Li, C. Liu, and B. Sun for technical advice. This work was supported by Singapore Millennium Foundation (D.K), Duke-NUS funding, MOE2008-T2-1-048 and NRF-RF2009-02 (H.W.), Temasek Life Sciences Laboratory, and Singapore (F.Y.). “
“During the day/night cycle, our visual system faces the challenge of operating over E7080 research buy a light intensity range that covers more than nine orders of magnitude (Rodieck, 1998). To meet this challenge, the retina undergoes dark and light adaptation at all levels of processing, including
the various stages of rod-driven circuitry, which mediate dim-light vision (Dunn et al., 2006 and Shapley and Enroth-Cugell, 1984). The types of retinal neurons participating in the primary rod circuit and addressed in this study are illustrated in Figure 1A. Protein Tyrosine Kinase inhibitor Rod photoreceptors provide glutamatergic input to a single class of rod bipolar cells that depolarize upon light stimulation (depolarizing “ON” bipolar cells, DBCs), a response triggered by cessation of glutamate release from rod synapses. Axon terminals of rod DBCs are located in the inner retina, where they form synapses with AII amacrine cells.
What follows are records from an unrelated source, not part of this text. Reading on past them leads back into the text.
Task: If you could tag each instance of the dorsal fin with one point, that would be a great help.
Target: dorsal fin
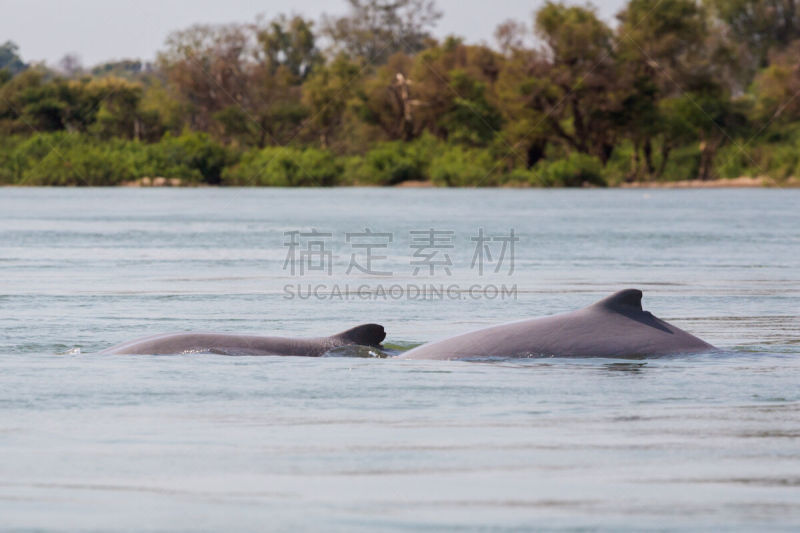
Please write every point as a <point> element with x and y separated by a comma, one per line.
<point>628,299</point>
<point>364,335</point>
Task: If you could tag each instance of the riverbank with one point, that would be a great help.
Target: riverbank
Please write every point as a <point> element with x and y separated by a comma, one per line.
<point>721,183</point>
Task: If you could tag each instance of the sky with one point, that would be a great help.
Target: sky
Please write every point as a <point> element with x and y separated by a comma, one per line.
<point>104,30</point>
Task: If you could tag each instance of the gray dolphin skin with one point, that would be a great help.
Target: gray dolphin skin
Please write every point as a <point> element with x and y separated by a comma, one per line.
<point>613,327</point>
<point>218,343</point>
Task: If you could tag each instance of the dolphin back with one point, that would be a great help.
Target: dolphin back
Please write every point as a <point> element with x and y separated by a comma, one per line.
<point>615,326</point>
<point>363,335</point>
<point>228,344</point>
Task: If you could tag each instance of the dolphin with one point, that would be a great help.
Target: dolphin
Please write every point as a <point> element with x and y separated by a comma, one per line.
<point>224,344</point>
<point>616,326</point>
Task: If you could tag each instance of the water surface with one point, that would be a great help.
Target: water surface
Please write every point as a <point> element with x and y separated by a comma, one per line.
<point>208,443</point>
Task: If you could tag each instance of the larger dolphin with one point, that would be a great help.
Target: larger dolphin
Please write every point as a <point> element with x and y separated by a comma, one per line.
<point>220,343</point>
<point>616,326</point>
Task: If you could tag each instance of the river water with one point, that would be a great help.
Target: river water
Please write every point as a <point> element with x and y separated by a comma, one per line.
<point>362,442</point>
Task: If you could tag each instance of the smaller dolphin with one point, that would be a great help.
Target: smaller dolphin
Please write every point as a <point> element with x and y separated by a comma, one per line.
<point>616,326</point>
<point>219,343</point>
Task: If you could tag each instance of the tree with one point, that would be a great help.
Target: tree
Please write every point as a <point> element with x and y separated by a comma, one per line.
<point>377,29</point>
<point>660,45</point>
<point>10,60</point>
<point>209,68</point>
<point>328,92</point>
<point>290,43</point>
<point>453,91</point>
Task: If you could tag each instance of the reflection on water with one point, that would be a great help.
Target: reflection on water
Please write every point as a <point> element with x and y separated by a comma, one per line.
<point>360,441</point>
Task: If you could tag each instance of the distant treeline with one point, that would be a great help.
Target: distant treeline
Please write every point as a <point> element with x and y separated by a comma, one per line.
<point>674,90</point>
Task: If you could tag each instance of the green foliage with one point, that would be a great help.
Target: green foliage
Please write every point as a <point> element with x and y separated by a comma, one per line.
<point>285,167</point>
<point>457,166</point>
<point>393,162</point>
<point>576,170</point>
<point>676,90</point>
<point>191,156</point>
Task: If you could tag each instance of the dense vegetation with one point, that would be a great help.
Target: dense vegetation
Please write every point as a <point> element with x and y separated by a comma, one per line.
<point>676,89</point>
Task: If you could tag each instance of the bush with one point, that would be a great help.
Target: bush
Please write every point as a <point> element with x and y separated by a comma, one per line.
<point>285,167</point>
<point>577,170</point>
<point>460,167</point>
<point>81,164</point>
<point>191,157</point>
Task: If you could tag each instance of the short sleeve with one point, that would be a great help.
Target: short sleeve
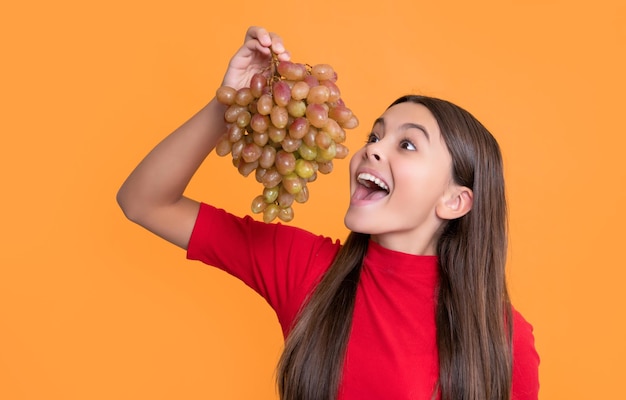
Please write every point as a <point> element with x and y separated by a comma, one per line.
<point>282,263</point>
<point>525,360</point>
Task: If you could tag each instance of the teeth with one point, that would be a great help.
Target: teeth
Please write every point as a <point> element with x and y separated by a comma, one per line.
<point>365,177</point>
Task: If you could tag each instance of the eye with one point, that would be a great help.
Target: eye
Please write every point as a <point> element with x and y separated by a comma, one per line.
<point>407,145</point>
<point>372,138</point>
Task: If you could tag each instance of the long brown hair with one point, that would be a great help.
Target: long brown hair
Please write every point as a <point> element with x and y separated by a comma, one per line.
<point>473,315</point>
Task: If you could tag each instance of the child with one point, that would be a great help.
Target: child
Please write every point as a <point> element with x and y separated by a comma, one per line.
<point>414,304</point>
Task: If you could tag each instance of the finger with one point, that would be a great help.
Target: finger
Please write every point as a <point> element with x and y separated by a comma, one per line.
<point>278,47</point>
<point>260,34</point>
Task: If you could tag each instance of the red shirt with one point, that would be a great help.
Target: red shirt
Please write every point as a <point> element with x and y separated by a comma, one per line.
<point>392,352</point>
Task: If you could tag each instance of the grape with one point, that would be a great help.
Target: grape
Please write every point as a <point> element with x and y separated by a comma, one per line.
<point>287,126</point>
<point>226,95</point>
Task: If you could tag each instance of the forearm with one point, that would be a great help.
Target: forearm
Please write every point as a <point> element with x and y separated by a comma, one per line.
<point>162,176</point>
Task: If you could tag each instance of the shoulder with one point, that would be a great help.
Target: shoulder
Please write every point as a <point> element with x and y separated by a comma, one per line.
<point>525,359</point>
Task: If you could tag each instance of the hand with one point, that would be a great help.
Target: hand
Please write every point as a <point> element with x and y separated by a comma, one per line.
<point>254,56</point>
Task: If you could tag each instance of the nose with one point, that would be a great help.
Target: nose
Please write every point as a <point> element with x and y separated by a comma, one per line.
<point>372,152</point>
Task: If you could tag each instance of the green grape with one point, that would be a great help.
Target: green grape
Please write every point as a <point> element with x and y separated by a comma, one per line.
<point>285,162</point>
<point>304,168</point>
<point>276,134</point>
<point>325,167</point>
<point>325,155</point>
<point>300,90</point>
<point>260,138</point>
<point>259,122</point>
<point>303,195</point>
<point>292,183</point>
<point>246,168</point>
<point>287,127</point>
<point>226,95</point>
<point>317,115</point>
<point>286,214</point>
<point>244,96</point>
<point>268,156</point>
<point>281,92</point>
<point>284,199</point>
<point>243,118</point>
<point>290,144</point>
<point>232,112</point>
<point>334,92</point>
<point>272,177</point>
<point>318,95</point>
<point>270,213</point>
<point>340,113</point>
<point>264,104</point>
<point>296,108</point>
<point>323,71</point>
<point>258,204</point>
<point>291,71</point>
<point>224,146</point>
<point>251,152</point>
<point>335,131</point>
<point>257,84</point>
<point>237,148</point>
<point>306,152</point>
<point>341,151</point>
<point>270,194</point>
<point>279,116</point>
<point>259,173</point>
<point>299,127</point>
<point>235,133</point>
<point>323,140</point>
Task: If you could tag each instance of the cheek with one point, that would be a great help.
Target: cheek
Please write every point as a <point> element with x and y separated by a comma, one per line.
<point>354,160</point>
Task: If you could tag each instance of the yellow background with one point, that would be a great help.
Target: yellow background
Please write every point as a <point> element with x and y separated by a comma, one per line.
<point>93,307</point>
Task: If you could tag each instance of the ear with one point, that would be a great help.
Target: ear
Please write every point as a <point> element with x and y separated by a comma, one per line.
<point>456,202</point>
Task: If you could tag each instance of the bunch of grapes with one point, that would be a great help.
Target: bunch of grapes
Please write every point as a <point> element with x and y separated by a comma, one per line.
<point>288,126</point>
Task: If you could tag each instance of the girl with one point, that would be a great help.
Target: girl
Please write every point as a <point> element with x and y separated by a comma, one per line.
<point>414,304</point>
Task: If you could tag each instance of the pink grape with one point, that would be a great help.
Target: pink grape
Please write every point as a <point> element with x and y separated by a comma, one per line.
<point>226,95</point>
<point>287,127</point>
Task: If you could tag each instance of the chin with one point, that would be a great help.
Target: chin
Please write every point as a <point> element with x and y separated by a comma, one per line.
<point>357,223</point>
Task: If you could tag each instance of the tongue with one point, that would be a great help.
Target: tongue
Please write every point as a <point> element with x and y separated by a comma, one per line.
<point>365,193</point>
<point>375,195</point>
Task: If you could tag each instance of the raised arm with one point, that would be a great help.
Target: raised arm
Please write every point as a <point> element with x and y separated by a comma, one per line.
<point>152,195</point>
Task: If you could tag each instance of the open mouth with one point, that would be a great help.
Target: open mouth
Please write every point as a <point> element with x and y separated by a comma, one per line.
<point>370,187</point>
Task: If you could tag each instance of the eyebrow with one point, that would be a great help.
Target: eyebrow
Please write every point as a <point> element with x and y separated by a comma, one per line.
<point>405,126</point>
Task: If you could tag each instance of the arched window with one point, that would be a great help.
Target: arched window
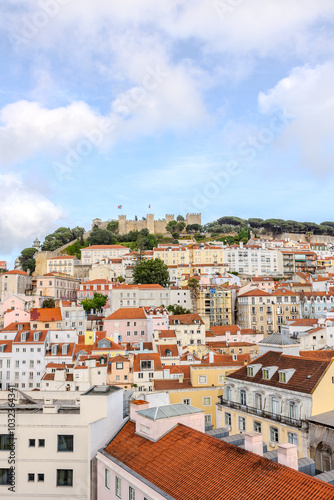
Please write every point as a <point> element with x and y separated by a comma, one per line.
<point>258,401</point>
<point>293,410</point>
<point>228,393</point>
<point>243,397</point>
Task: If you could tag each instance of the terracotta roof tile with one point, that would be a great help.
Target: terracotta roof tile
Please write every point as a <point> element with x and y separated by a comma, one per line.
<point>188,464</point>
<point>307,375</point>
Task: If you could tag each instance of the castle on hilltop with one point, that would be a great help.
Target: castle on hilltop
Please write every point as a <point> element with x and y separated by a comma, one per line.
<point>154,226</point>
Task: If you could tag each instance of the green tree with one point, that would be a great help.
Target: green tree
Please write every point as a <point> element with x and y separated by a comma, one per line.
<point>113,226</point>
<point>176,309</point>
<point>171,226</point>
<point>101,237</point>
<point>27,259</point>
<point>97,302</point>
<point>180,226</point>
<point>49,304</point>
<point>150,272</point>
<point>194,289</point>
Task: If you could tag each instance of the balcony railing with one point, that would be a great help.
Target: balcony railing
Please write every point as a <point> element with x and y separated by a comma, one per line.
<point>263,413</point>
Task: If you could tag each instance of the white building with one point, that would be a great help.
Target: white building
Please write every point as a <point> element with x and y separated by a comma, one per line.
<point>56,442</point>
<point>254,261</point>
<point>95,253</point>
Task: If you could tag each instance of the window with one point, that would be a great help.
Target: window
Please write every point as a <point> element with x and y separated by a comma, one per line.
<point>228,393</point>
<point>5,476</point>
<point>274,434</point>
<point>107,478</point>
<point>5,442</point>
<point>292,438</point>
<point>208,419</point>
<point>242,423</point>
<point>65,442</point>
<point>257,427</point>
<point>64,477</point>
<point>258,401</point>
<point>275,406</point>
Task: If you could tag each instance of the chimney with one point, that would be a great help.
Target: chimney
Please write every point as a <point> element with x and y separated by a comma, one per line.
<point>253,442</point>
<point>288,455</point>
<point>137,405</point>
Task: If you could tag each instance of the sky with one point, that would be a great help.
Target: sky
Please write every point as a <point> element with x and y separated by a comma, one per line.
<point>224,107</point>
The signals are further processed by cone ON bipolar and retinal ganglion cells and transmitted to the brain via the optic nerve. The strength and duration of light signals traveling through the rod-driven circuit are shaped by two classes of retinal neurons (Wässle, 2004). Amacrine cells regulate the synaptic output of rod DBCs by GABAergic enough and glycinergic inputs, providing both lateral and temporal inhibitory feedback (Chávez et al., 2010, Eggers and Lukasiewicz, 2006 and Tachibana and Kaneko, 1987). Horizontal cell axon terminals provide lateral feedback inhibition directly onto rods (Babai and Thoreson, 2009) and potentially feedforward inhibition onto bipolar cell dendrites (Yang and Wu, 1991). However, the precise mechanisms by which horizontal cells communicate with other neurons remain controversial (Kamermans and Spekreijse, 1999). It also remains unknown whether horizontal cells play a direct role in setting the light sensitivity
of the rod-driven circuitry. Dopamine, another major neurotransmitter in the retina, is produced by a single class of amacrine cells (Figure 1A) and has long been known to modulate retinal circuitry to favor cone-driven pathways during the daytime (Witkovsky, 2004). The goal of this study was to investigate whether dopamine is involved in controlling the light sensitivity and adaptation of rod-driven DBCs. We now demonstrate that dopamine is also critical for sensitizing rod-driven DBC responses in the dark and under dim light. This sensitizing effect of dopamine is mediated only by D1-type dopamine receptors (D1R), with horizontal cells serving as a plausible dopamine target. We further demonstrate that this D1R-dependent mechanism is conveyed through a GABAergic input via GABAC receptors (GABACR) expressed in rod-driven DBCs.